When I moved to the Deep South four years ago, I did it on my own. I didn't know a soul here. And I was blessed to have a job that surrounded me in women my age. It was such a blessing - like having built in new friends and a new job! The girls that I worked with were warm and welcoming. I was included in holidays and new babies and running and get-togethers. I also found friends through bible study and spent the better part of 2 years doing life with a group of women that were in every part of life from singledom to divorced and everything in between.

And those friendships stood good stead through a couple years. Some grew closer and some grew apart. Some flat out failed. Priorities in life change. Circumstances intervene. And before I knew it, I was squarely on the outside of most of the friendships that had been cultivated. I'm not placing blame here, I don't really even know what happened, to be brutally honest. Things changed in many of those friend's lives, including my own. Not all friendships withstand the test of time, nor are they always meant to.

In the last year I've worked on friendships with my beautiful sister-in-law who is close here in the Deep South, as well as with some of DH's friends. And those women are funny, strong, real and inviting. But it doesn't change the fact that I'm the outsider, still, that doesn't quite know where she fits in the circle that is already there. Maybe this is just something that takes time to happen...

Why is it so much harder to make friends when we're adults? I have a handful of close to the heart friends, the majority of which I have known 5+ years. And the majority of those friends are geographically far from me at the moment. My heart aches for those friends. From the need to spend time with those who know me inside and out. From the need to just wallow in the familiarity that comes from being utterly myself with someone else. From the need to be with those who get me in all my awkward quirky mean self-conscious sweetness. From the need to be with people that feel like home no matter where we are.

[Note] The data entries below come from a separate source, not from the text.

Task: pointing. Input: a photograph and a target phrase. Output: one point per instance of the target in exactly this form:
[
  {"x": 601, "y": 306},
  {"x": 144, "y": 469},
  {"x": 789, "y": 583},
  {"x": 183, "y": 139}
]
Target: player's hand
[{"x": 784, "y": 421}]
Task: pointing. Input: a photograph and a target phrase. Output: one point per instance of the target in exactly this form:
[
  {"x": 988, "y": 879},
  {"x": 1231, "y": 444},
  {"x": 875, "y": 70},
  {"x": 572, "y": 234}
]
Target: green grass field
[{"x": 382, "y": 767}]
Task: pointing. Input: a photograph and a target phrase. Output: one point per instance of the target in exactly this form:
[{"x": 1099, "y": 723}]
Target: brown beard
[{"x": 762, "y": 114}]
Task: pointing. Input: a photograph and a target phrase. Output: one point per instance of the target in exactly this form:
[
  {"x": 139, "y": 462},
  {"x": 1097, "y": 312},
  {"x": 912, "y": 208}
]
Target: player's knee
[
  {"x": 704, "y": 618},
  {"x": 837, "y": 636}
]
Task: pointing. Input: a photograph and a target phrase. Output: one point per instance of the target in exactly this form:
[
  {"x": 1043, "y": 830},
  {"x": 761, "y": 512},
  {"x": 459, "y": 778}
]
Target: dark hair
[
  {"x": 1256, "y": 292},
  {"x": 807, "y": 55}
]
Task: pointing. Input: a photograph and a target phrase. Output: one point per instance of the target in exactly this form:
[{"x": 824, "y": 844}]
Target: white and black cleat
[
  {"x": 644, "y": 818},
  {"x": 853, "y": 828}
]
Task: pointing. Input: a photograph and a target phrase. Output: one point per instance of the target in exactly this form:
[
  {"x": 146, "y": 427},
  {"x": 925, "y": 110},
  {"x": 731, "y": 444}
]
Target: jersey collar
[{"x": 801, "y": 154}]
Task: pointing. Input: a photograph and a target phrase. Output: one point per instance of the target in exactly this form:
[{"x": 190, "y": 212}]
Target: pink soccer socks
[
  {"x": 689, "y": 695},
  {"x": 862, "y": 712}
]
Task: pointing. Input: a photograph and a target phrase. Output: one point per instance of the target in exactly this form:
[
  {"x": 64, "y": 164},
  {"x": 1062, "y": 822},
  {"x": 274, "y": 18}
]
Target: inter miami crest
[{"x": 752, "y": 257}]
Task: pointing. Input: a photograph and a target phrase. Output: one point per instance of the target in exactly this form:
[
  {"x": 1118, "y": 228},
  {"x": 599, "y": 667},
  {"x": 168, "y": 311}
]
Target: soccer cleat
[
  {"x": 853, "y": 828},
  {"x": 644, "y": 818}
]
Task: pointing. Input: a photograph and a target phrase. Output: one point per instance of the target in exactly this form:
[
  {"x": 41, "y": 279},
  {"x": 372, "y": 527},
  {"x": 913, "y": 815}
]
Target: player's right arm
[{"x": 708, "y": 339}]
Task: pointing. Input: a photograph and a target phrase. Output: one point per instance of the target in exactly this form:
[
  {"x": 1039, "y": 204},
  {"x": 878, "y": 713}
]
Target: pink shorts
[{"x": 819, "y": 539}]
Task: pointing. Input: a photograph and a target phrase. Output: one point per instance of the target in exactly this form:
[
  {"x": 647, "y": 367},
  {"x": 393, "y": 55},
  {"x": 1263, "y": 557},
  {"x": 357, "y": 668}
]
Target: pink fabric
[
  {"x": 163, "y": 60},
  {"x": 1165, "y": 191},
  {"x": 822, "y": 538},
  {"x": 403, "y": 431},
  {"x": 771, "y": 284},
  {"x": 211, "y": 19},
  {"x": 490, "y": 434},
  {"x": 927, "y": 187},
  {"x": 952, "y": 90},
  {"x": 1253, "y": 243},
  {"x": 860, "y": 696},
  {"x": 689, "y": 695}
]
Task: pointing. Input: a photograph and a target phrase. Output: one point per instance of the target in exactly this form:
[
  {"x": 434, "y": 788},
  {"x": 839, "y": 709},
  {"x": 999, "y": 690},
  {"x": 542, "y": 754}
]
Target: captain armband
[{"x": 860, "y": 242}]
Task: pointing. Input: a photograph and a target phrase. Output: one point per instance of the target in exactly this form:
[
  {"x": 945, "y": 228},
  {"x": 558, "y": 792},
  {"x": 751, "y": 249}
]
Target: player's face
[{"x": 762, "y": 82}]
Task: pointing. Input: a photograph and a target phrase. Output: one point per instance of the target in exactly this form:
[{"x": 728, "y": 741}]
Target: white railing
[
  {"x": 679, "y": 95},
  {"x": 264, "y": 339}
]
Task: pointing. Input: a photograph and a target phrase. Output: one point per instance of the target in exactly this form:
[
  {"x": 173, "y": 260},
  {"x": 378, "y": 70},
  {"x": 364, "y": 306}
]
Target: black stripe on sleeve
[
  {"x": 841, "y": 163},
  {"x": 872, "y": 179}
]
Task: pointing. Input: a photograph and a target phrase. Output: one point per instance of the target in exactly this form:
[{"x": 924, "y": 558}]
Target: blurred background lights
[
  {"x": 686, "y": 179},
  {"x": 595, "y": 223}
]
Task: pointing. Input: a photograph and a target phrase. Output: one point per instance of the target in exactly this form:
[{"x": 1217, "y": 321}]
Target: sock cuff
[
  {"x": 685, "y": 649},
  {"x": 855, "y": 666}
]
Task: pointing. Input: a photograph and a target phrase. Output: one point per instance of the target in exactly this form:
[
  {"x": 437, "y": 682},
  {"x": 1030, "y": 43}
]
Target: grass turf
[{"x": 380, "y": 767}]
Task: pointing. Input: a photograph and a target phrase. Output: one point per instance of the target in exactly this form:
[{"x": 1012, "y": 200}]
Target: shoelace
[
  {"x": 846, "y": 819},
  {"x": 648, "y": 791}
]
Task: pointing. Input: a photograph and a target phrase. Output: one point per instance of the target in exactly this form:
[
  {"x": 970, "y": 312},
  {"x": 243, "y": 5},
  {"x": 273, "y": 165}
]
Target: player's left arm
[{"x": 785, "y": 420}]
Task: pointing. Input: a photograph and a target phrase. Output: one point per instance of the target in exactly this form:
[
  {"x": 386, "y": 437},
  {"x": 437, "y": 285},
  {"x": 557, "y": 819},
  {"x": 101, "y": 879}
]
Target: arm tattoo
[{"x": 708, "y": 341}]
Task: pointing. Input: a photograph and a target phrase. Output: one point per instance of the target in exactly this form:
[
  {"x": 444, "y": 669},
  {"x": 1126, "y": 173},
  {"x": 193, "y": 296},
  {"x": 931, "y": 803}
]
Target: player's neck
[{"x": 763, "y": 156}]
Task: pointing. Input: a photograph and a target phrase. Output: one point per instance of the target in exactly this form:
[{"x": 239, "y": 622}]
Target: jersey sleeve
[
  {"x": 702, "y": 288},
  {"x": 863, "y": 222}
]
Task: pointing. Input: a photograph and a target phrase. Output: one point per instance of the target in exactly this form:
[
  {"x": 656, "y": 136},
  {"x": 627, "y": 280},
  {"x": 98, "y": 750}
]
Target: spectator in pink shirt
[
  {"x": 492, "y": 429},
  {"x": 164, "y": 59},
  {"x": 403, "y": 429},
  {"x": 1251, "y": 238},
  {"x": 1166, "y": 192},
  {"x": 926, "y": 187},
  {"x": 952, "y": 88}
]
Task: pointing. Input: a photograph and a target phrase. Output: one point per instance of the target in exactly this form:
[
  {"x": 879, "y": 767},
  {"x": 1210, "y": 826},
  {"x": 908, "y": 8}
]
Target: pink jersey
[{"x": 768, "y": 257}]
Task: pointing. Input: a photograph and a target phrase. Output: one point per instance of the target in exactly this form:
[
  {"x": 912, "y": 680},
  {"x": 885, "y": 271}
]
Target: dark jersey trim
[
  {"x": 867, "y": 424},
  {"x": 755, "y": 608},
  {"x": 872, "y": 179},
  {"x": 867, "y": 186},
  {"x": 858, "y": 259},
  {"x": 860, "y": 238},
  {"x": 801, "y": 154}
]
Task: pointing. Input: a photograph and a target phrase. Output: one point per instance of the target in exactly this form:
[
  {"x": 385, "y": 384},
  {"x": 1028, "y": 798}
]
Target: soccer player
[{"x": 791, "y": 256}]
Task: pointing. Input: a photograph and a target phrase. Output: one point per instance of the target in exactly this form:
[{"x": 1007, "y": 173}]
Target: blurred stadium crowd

I believe that I can reach that place with those fledgling friendships. I'm just not sure how to do it.



1 comment:

  1. I know what you mean-- both about posts that sound better in the shower and about friendships that wane over time ;-)

    You are in a period of your life where you are transitioning, and if you are like me, it is during those time when friendships tend to get weeded out. You'll find yourself realigning with those individuals who are in similar life circumstances. It's painful in a way that pruning always is, but I have always found the regrowth is worth it.

    Hang in there. Keep reaching out. You're too awesome for people to stay away for too long!!

    Now that I am semi- back to blog world, I need to see wedding/honeymoon pics!!!